Here is my singin.ascx.vb file that uses AD for authentication. This function returns a 1 if the user is a valid AD user. I'm also working on getting the portal to use all of the groups from AD as well for security. Just replace the "Your Domain Here" with your domain, or add it to the submitting form and replace it with the form value.

*******Code for sigin.ascx.vb*******************
Imports System.Web.Security
Imports System
Imports System.Runtime.InteropServices
Imports System.Security.Principal
Imports System.Security.Permissions

Namespace ASPNetPortal

Public MustInherit Class Signin
Inherits ASPNetPortal.PortalModuleControl

Protected WithEvents email As System.Web.UI.WebControls.TextBox
Protected WithEvents password As System.Web.UI.WebControls.TextBox
Protected WithEvents RememberCheckbox As System.Web.UI.WebControls.CheckBox
Protected WithEvents SigninBtn As System.Web.UI.WebControls.ImageButton
Protected WithEvents Message As System.Web.UI.WebControls.Label

#Region " Web Form Designer Generated Code "

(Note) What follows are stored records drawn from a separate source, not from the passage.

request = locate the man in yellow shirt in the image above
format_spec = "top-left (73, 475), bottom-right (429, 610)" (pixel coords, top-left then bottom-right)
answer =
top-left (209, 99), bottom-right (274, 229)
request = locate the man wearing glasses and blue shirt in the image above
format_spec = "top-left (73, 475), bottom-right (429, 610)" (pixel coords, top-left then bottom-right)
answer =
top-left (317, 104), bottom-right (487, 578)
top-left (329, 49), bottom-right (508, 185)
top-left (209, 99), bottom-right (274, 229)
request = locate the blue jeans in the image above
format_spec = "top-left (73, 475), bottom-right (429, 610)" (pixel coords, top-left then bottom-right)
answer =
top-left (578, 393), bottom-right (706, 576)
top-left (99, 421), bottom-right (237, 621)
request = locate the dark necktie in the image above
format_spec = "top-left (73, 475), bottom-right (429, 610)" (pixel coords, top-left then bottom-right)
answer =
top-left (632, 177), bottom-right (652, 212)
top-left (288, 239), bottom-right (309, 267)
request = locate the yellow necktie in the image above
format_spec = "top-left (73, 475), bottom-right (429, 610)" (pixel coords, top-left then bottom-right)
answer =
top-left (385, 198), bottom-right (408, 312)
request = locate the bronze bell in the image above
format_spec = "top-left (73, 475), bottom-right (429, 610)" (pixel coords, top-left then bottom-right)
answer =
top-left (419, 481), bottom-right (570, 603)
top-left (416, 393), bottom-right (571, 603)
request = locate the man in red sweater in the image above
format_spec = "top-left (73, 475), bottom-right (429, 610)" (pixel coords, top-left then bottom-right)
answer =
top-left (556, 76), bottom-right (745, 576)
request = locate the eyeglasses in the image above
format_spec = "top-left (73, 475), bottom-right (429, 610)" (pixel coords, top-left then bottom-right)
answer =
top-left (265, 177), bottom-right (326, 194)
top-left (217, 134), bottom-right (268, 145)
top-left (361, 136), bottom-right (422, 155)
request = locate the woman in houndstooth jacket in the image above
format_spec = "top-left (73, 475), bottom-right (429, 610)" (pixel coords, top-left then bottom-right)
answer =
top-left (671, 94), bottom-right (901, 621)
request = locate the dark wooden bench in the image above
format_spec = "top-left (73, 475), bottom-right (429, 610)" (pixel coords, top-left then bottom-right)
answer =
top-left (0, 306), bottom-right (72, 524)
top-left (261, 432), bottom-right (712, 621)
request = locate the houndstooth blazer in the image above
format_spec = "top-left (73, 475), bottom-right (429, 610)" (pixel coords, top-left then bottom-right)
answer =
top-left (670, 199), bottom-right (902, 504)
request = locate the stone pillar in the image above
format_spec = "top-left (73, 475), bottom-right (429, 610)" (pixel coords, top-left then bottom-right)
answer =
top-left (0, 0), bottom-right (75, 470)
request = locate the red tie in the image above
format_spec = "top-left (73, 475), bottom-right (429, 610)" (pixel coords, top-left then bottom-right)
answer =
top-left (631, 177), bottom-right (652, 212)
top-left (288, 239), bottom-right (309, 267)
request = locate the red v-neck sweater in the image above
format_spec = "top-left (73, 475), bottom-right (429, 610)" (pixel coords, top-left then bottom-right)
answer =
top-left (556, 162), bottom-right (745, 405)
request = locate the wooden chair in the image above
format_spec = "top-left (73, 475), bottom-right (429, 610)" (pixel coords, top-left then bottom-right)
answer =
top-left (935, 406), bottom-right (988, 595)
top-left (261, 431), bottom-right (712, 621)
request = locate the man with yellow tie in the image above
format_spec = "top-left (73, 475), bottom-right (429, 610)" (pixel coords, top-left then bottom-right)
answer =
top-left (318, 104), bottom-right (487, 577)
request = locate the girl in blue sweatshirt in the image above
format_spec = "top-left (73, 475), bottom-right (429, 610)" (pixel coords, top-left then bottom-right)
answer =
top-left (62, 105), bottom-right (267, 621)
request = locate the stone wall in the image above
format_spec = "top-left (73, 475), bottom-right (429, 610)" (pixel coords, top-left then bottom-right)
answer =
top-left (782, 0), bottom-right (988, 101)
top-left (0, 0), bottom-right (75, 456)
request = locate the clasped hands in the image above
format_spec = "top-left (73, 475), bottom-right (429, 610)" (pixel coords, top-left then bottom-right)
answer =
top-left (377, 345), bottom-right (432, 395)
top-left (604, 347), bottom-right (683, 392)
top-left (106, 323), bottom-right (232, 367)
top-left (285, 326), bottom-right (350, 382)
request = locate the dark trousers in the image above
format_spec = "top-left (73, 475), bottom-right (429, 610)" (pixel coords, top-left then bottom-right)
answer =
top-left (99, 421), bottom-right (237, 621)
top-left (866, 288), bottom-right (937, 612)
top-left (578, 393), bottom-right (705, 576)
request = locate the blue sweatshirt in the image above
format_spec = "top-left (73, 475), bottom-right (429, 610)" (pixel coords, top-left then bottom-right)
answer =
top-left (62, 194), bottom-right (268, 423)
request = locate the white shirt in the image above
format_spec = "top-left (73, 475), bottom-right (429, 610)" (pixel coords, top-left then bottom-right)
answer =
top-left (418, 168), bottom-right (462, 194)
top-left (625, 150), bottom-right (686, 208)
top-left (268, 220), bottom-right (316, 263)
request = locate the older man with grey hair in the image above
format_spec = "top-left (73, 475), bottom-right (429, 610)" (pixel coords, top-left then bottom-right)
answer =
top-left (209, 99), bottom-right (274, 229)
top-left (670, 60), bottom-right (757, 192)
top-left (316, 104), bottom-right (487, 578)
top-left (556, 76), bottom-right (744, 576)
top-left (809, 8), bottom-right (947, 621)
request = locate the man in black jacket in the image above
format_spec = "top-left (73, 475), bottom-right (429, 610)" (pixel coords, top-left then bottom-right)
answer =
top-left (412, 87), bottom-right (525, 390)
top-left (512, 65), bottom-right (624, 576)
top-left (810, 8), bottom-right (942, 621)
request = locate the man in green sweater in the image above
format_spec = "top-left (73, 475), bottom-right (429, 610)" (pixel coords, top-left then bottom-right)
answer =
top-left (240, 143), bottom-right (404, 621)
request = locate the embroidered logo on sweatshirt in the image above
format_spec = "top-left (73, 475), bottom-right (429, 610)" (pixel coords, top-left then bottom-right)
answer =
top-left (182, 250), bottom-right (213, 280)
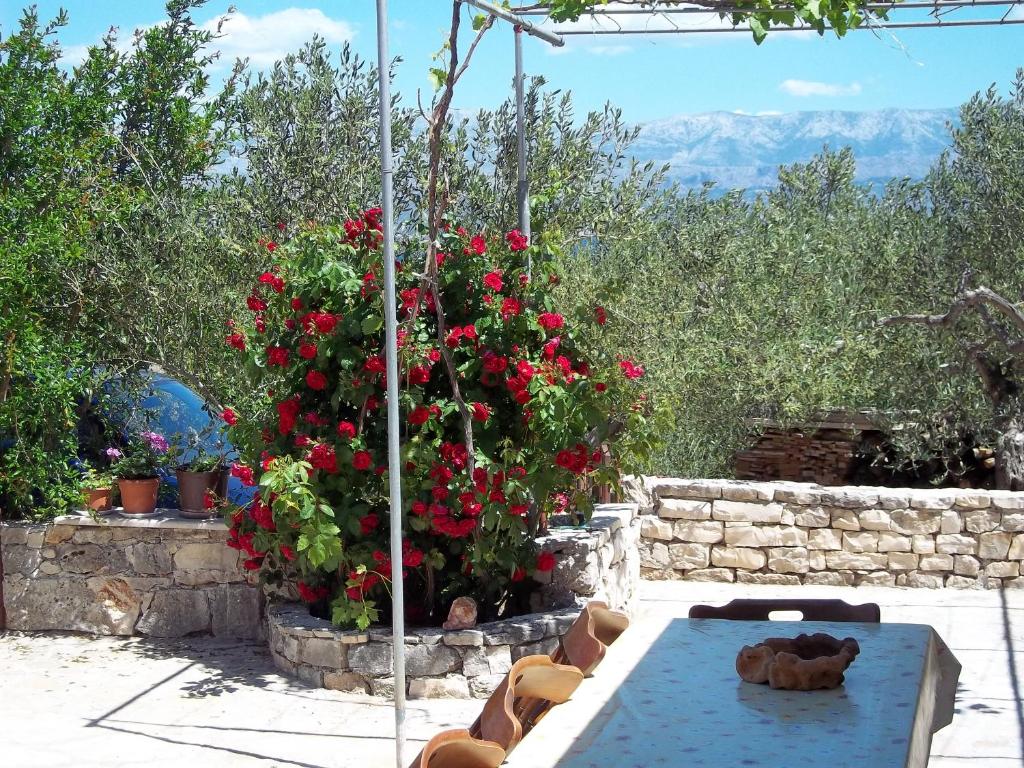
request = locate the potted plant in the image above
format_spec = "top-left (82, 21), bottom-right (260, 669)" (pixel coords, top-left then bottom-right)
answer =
top-left (112, 431), bottom-right (170, 515)
top-left (175, 442), bottom-right (225, 517)
top-left (79, 467), bottom-right (114, 512)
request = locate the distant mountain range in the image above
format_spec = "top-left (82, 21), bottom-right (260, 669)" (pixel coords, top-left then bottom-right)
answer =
top-left (632, 110), bottom-right (957, 190)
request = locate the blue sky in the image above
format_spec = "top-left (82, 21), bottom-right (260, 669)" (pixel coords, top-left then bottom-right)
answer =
top-left (0, 0), bottom-right (1024, 122)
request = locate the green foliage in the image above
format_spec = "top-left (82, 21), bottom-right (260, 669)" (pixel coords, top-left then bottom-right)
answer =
top-left (545, 0), bottom-right (887, 45)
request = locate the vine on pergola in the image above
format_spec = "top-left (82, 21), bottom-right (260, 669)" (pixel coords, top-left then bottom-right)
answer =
top-left (528, 0), bottom-right (898, 45)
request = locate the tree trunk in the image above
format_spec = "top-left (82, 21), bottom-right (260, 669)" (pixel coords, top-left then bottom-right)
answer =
top-left (995, 419), bottom-right (1024, 490)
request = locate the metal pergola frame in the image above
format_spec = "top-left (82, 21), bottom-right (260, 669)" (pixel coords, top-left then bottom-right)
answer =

'This call is required by the Web Form Designer.
<System.Diagnostics.DebuggerStepThrough()> Private Sub InitializeComponent()

End Sub

Private Sub Page_Init(ByVal sender As System.Object, ByVal e As System.EventArgs) Handles MyBase.Init
'CODEGEN: This method call is required by the Web Form Designer
'Do not modify it using the code editor.
InitializeComponent()
End Sub

#End Region
<DllImport("advapi32.dll")> _
Public Shared Function LogonUser(ByVal lpszUsername As String, ByVal lpszDomain As String, ByVal lpszPassword As String, _
ByVal dwLogonType As Integer, ByVal dwLogonProvider As Integer, ByRef phToken As Integer) As Integer
End Function
Private Sub LoginBtn_Click(ByVal sender As Object, ByVal e As ImageClickEventArgs) Handles SigninBtn.Click

'New Authentication against Active Directory
'The Windows NT user token.
Dim intUserToken As Integer

'Get the user token for the specified user, machine, and password using the unmanaged LogonUser method.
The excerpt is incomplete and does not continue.